The ruling means that no archeological expeditions connected to the France's premier museum will be allowed to work in Egypt. Already a lecture in Egypt by a former Louvre curator has been canceled.
"The Louvre Museum refused to return four archeological reliefs to Egypt that were stolen during the 1980s from the tomb of the noble Tetaki," near the famed temple city of Luxor, the statement said, quoting antiquities head Zahi Hawass.
Christiane Ziegler, the former director of the Louvre's Egyptology department, acquired the four reliefs last year and displayed them, said the statement.

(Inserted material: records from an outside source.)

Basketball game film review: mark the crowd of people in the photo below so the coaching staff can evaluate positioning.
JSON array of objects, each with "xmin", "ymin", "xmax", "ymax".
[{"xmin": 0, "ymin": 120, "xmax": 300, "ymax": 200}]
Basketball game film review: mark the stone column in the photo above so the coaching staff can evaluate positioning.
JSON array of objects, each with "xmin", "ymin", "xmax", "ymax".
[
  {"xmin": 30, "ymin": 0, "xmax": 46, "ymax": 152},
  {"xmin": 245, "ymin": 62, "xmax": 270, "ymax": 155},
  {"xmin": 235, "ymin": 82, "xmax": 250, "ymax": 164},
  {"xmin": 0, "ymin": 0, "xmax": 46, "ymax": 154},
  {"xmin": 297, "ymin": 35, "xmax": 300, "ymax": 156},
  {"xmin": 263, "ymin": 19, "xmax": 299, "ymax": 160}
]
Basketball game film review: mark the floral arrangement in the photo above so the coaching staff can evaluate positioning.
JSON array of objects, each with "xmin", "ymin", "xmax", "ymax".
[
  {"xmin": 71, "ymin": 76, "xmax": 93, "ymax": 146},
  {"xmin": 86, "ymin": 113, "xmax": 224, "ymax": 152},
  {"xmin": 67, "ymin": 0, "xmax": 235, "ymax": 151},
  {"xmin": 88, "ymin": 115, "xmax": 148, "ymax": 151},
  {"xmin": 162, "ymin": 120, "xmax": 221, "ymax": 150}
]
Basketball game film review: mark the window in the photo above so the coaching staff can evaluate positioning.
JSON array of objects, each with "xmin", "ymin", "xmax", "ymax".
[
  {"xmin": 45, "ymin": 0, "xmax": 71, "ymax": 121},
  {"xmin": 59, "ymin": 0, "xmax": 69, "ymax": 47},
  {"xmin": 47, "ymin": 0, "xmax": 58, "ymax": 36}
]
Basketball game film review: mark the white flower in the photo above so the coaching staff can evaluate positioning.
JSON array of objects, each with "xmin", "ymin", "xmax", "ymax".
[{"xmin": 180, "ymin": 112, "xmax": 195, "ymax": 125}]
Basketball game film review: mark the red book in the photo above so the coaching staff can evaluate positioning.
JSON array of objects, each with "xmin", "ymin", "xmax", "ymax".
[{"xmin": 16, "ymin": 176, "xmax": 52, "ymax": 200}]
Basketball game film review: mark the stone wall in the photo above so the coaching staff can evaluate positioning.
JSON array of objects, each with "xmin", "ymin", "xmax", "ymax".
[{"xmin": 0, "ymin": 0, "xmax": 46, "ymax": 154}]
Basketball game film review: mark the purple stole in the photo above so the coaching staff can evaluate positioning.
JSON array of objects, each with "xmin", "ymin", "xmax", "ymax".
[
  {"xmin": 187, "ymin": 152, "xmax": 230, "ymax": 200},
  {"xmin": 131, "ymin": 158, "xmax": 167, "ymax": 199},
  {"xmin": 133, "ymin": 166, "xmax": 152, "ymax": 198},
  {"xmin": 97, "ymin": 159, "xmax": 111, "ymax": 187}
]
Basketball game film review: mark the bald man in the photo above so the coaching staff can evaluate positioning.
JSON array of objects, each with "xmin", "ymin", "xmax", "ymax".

She will now not be allowed to give a scheduled lecture in Egypt.
Upon taking the helm of Egypt's Supreme Council of Antiquities in 2002, Hawass made recovering stolen Egyptian antiquities a priority.
He issued a regulation, that he says was agreed to by all major international museums including the Louvre, banning the acquiring or display of stolen antiquities.
Hawass has made several high profile requests from the world's museum for the return of Egyptian artifacts.
At the top of Hawass' request list are the bust of Nefertiti _ wife of the famed monotheistic Pharaoh Akhenaten _ and the Rosetta Stone, a basalt slab with an inscription that was the key to deciphering Egyptian hieroglyphics. The bust is in Berlin's Egyptian Museum; the Rosetta Stone is in the British Museum in London.
Hawass said Egypt also was seeking "unique artifacts" from at least 10 museums around the world, including the Louvre in Paris and Boston's Museum of Fine Arts.
Hawass also has written to request the bust of Anchhaf _ the builder of the Chephren Pyramid _ from the Museum of Fine Arts in Boston, and the statue of Hemiunu _ nephew of the Pharaoh Khufu, builder of the largest pyramid _ from Germany's Roemer-Pelizaeu museum.
Hawass long has sought items taken from Egypt, recently succeeding in winning the return from France of hair stolen from the mummy of Ramses II.